What Would You Have Done?
International Holocaust Memorial Day (27 January 2015)
by An assembly from the Culham St Gabriel archive
Suitable for Whole School (Sec)
To reflect on the Holocaust and ask, ‘What would you have done?’
Preparation and materials
- You will need a candle and matches, plus three large freestanding mirrors, arranged in a half hexagon shape, to reflect the lit candle. If there will be a large number of students, you may need to have two or more such arrangements of candles and mirrors so that all can see the multiple reflections.
- You will also need a leader and a student to carry a lit candle and place it in front of the arranged mirrors. If you have more than one arrangement of mirrors and candles, you will need two or more students, as required. You will need another student to be a reader.
- Have an image of the poem given in the ‘Assembly’ written by Pastor Martin Niemöller and the means to display it during the assembly.
- Have available music from the film Schindler's List and the means to play it at the beginning of the assembly.
Leader Play the music from Schindler's List as the students enter.
When everyone is ready, while the music is still playing, the student enters carrying the lit candle and places it in front of the mirrors so that the many reflections of the candle can be seen by everyone. If you have more than one arrangement of mirrors, have the other students, as required, enter with their lit candles at the same time. Allow time for everyone to focus on the reflections.
At various points in history, we could ask ourselves, 'What would you have done?
In Jerusalem, there is a place called Yad Vashem, which means 'a memorial and a name'. It is the Holocaust History Museum. It documents the names and stories of many many people, but many more died in the Holocaust who were not identified.
In one part of the Yad Vashem complex, there is a memorial to the children who died in the Holocaust. It is a dark room with one candle inside. The room is full of mirrors, so it looks as though there are many, many candles. As you walk round, you hold on to a rail to guide you because you cannot see very well. You hear the names read of all the children who are known to have died – approximately 1.5 million of them. Assuming the school has around 1,000 pupils, that is the same as the children of 1,500 schools being wiped out.
Here is an extract from an account by a girl called Isobella who was aged 17 when she was taken to Auschwitz with her family. She arrived with her luggage at the concentration camp expecting to be cared for, but things were very different.
Reader We have arrived. We have arrived where? Where are we? Young men in striped prison suits are rushing about emptying the cattle cars. 'Out! Out! Everybody out! Fast! Fast!' They were always in such a hurry. Death was always urgent with them – Jewish death. The men in prison suits were part of the Sonderkommandos, the people whose assignment was death, who filled the ovens with the bodies of human beings and led people into the showers of death, the gas chambers.
Leader If you had been a friend of Isobella's family, what would you have done? Would you have risked your own life and the lives of the members of your family to help any of them?

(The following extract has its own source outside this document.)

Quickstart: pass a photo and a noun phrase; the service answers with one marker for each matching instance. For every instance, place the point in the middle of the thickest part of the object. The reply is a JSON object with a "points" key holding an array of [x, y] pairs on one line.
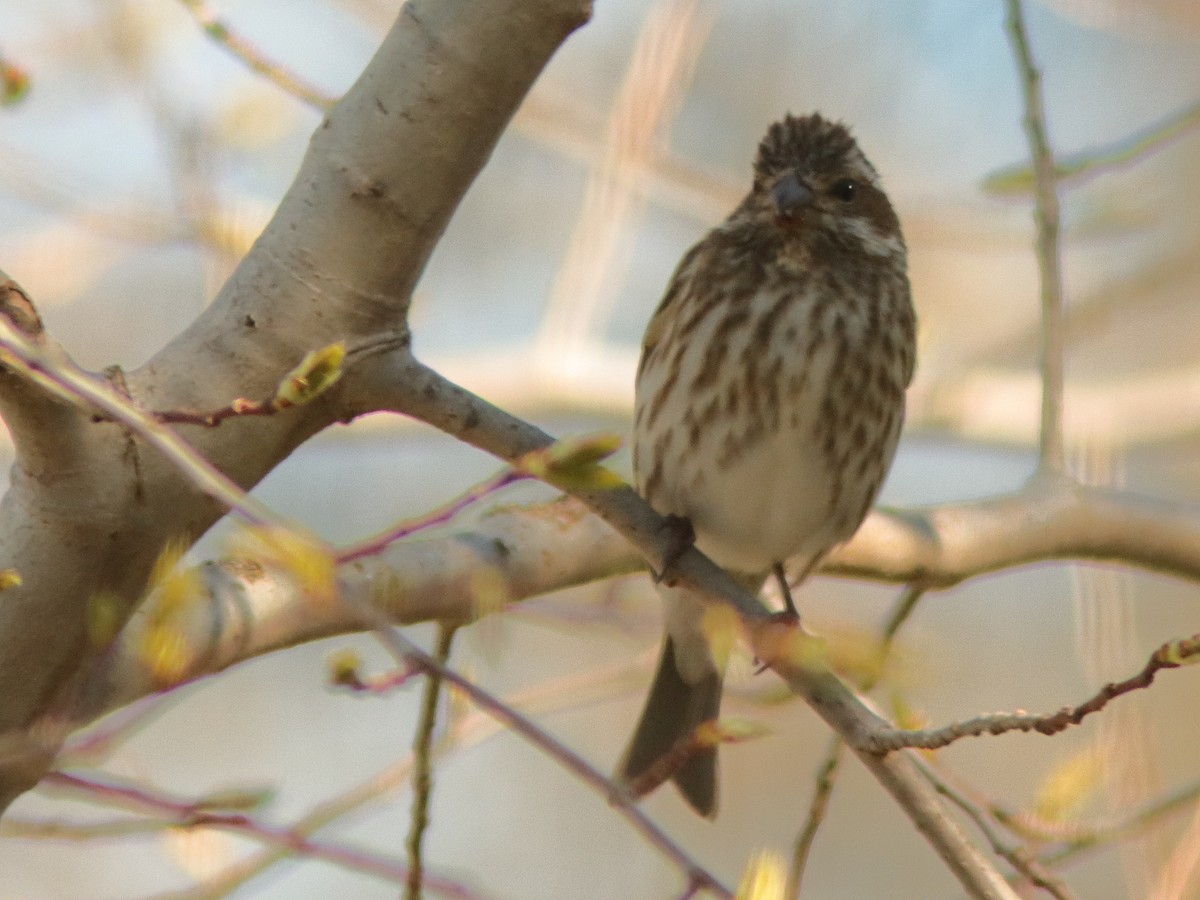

At Yad Vashem there is a row of trees called 'The Avenue of the Gentiles'. A tree has been planted for every non-Jew who risked their own life to help Jewish people during the Holocaust. By hiding Jews or helping Jews, these people would also have risked the lives of their husbands or wives, their children and parents. What would you have done?
The following poem was written by the Christian Pastor Martin Niemöller, who opposed the Nazi regime and spent the last seven years of Nazi rule in a concentration camp.
Reader First they came for the communists and I did not speak out – because I was not a communist.
Then they came for the socialists and I did not speak out – because I was not a socialist.
Then they came for the trade unionists and I did not speak out – because I was not a trade unionist.
Then they came for the Jews and I did not speak out – because I was not a Jew.
Then they came for me – and there was no one left to speak out for me.
Leader What would you have done?
Time for reflection
Suggest that the children focus on the candle or candles or reread the poem while listening to the music for two minutes. Fade the music out.
Let us remember all the children who died in the Holocaust . . .
Think about what you would like other people to do for you if you needed help . . .
Think about all the people who helped during the Holocaust and risked their lives for others . . .
Theme tune from the film Schindler's List.